Highlights

Sapura Energy - Expecting the Worst

Date: 30/04/2020

Source  :  PUBLIC BANK
Stock  :  SAPNRG       Price Target  :  0.06      |      Price Call  :  SELL
        Last Price  :  0.115      |      Upside/Downside  :  -0.055 (47.83%)
 


Sapura Energy (SapE)’s FY20 results missed our and consensus expectations, widening its core losses to RM865.6m. This came after it reported a core loss of RM508.6m in 4QFY20, with the RM3.3bn impairments and additional provisions of RM439m stripped-out. Major setbacks were seen in its engineering and construction (E&C) earnings despite reporting a 50.4% YoY jump in revenue. With growing demand and supply imbalances due to the economic downturn as a result of Covid-19, SapE’s earnings are unlikely to turn around in the near term given the very challenging operating climate. Major headwinds will come from the deferment of projects based on clients’ requests, resulting in topline contracting ~15% in FY21 while profit margins for E&C and drilling will be hit due to lower utilization. We anticipate SapE’s FY21-23 earnings to remain in negative territory on account of the prolonged recovery expected in the industry. We downgrade our rating to Underperform on SapE at an adjusted TP of RM0.06 (from RM0.12 previously) based on FY21 SOP valuations.

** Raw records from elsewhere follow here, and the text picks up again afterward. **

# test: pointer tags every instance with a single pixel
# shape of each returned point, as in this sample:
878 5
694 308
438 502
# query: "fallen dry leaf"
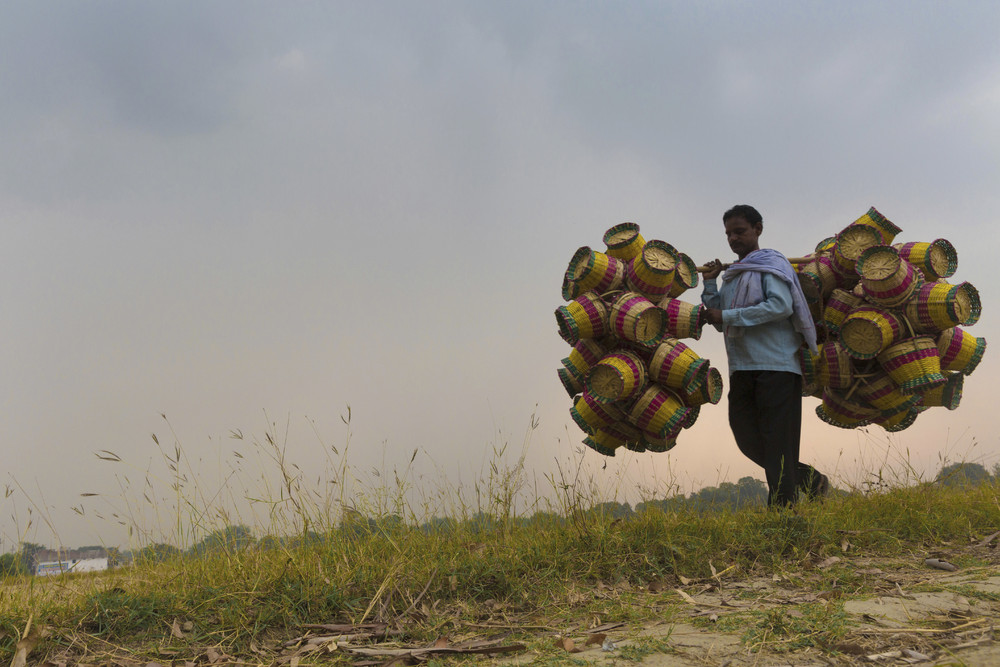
940 564
566 644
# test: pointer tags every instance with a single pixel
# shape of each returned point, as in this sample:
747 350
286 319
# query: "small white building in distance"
51 567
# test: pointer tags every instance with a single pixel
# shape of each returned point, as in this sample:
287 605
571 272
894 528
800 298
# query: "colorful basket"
825 247
590 270
851 242
960 351
867 331
833 367
838 411
887 279
591 414
710 390
651 273
935 307
692 416
886 229
894 422
838 305
635 318
618 376
586 316
572 383
913 364
658 411
947 395
624 241
676 366
655 443
818 278
685 276
881 393
937 259
683 319
604 441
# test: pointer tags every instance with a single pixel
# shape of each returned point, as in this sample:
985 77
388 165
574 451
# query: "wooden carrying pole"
791 260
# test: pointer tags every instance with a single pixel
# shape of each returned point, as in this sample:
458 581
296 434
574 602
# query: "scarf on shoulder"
749 290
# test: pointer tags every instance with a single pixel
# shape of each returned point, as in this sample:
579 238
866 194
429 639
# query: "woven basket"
851 242
825 247
867 331
685 276
913 364
894 422
591 414
818 278
590 270
683 319
658 411
651 273
937 306
838 305
886 229
655 443
624 241
959 350
710 390
676 366
604 441
838 411
886 278
635 318
586 316
618 376
880 392
572 383
692 416
807 363
833 366
937 259
947 395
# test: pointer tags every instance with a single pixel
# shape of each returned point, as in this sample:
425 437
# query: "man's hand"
714 269
712 316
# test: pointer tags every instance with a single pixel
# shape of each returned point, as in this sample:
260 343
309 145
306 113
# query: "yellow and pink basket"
676 366
959 350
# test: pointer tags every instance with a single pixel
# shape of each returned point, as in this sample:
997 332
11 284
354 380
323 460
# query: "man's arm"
777 305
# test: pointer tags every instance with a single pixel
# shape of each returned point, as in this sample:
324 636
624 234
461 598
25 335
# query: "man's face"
742 236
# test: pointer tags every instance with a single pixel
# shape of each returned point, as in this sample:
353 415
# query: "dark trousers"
765 414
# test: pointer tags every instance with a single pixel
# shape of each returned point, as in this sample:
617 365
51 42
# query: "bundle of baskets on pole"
633 382
896 340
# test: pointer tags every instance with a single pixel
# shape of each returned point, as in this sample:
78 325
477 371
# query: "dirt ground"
919 615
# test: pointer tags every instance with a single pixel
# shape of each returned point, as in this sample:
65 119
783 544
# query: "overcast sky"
239 214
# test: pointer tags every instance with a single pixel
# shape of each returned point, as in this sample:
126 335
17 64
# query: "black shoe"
822 487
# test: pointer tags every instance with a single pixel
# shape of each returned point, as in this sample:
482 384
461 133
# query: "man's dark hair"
745 211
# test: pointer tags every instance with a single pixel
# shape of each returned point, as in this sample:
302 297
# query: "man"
764 316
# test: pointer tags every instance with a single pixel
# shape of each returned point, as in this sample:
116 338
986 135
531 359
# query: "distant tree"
156 553
613 510
230 538
962 474
11 565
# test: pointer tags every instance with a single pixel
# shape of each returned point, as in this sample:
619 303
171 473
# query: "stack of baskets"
896 339
634 384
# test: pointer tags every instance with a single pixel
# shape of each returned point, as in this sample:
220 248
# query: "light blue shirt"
769 341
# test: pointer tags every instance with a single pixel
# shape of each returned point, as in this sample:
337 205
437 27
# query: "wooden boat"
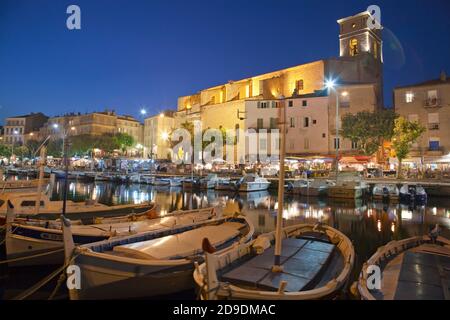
24 206
388 191
416 268
316 262
413 193
225 184
21 185
153 263
252 182
31 237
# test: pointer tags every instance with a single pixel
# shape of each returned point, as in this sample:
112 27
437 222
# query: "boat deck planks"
302 260
421 277
182 245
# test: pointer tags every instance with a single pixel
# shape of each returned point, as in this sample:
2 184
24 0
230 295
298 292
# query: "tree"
368 129
124 141
405 133
32 146
5 151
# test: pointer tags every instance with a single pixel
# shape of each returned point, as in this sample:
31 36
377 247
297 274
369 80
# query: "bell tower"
357 36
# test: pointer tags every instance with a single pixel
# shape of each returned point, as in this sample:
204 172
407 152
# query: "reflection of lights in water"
406 215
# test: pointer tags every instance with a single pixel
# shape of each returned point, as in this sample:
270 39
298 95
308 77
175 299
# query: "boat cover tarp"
423 276
302 261
182 245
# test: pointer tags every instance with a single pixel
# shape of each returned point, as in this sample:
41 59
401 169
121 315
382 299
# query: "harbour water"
369 224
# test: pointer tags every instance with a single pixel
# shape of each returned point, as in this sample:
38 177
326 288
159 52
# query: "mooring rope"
31 257
44 281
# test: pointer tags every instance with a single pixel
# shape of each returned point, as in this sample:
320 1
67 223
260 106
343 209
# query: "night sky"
130 54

  • A kitchen-sinking quarter. The Group reported headline loss of RM4.2bn which was dragged by huge impairments of RM3.3bn, consisting of goodwill impairment of RM1.1bn for E&C, RM2bn for drilling and RM240.9m for PPE impairment (5 non-strategic vessels and ROVs as well as 1 aged rig). SapE also recorded an additional provision amounting to RM438.8m, arising from the re-assessment of projects due to Covid-19 global lockdowns and low oil prices which will delay executions. Stripping out these numbers, the Group still recorded a core loss of RM508.6m, bringing its cumulative FY20 core loss to RM865.6m, almost double our initial loss projection.
  • Performance dragged by E&C. E&C division reported 4QFY20 revenue of RM859.7bn, decreasing by 31.8% YoY and 46.0% QoQ due to lower work volumes. In line with this, the Group reported a pre-tax loss of RM316m due to thin profit margins achieved as most projects are still in the initial procurement phases, leading to under-recovery of costs. Meanwhile, the drilling segment reported a small pre-tax profit of RM2m on the back of higher revenue (+1.3% YoY, +36.2% QoQ) in 4QFY20. The improvement was mainly due to higher rig utilization of 7 units versus 6 and 5 units in 4QFY19 and 3QFY20 respectively. SapE’s exploration and production (E&P) division reported a pre-tax loss RM78.8m which is believed to be due to extra cost incurred on the exploration well.
  • Expecting the worst. In view of the challenging operating climate, we anticipate SapE’s FY21-23 earnings to remain in negative territory given the prolonged recovery expected in the industry. Despite its RM13.5bn order book in hand, we see major headwinds coming from the deferment of projects based on clients’ requests, resulting in topline contracting ~15% in FY21 while profit margins for E&C and drilling will be hit due to lower utilization. We are now expecting the Group to report a loss of RM612.4m in FY21 from a breakeven position previously, and remain in loss of RM408.0m and RM194.3m for FY22 and FY23 respectively. On a separate note, the Group highlighted that it is currently working on its RM10.2bn loan, to be restructured into a new loan with a tenure in between 5 - 10 years. SapE expects this to complete by this year, though we see this resulting in higher finance cost once it is completed.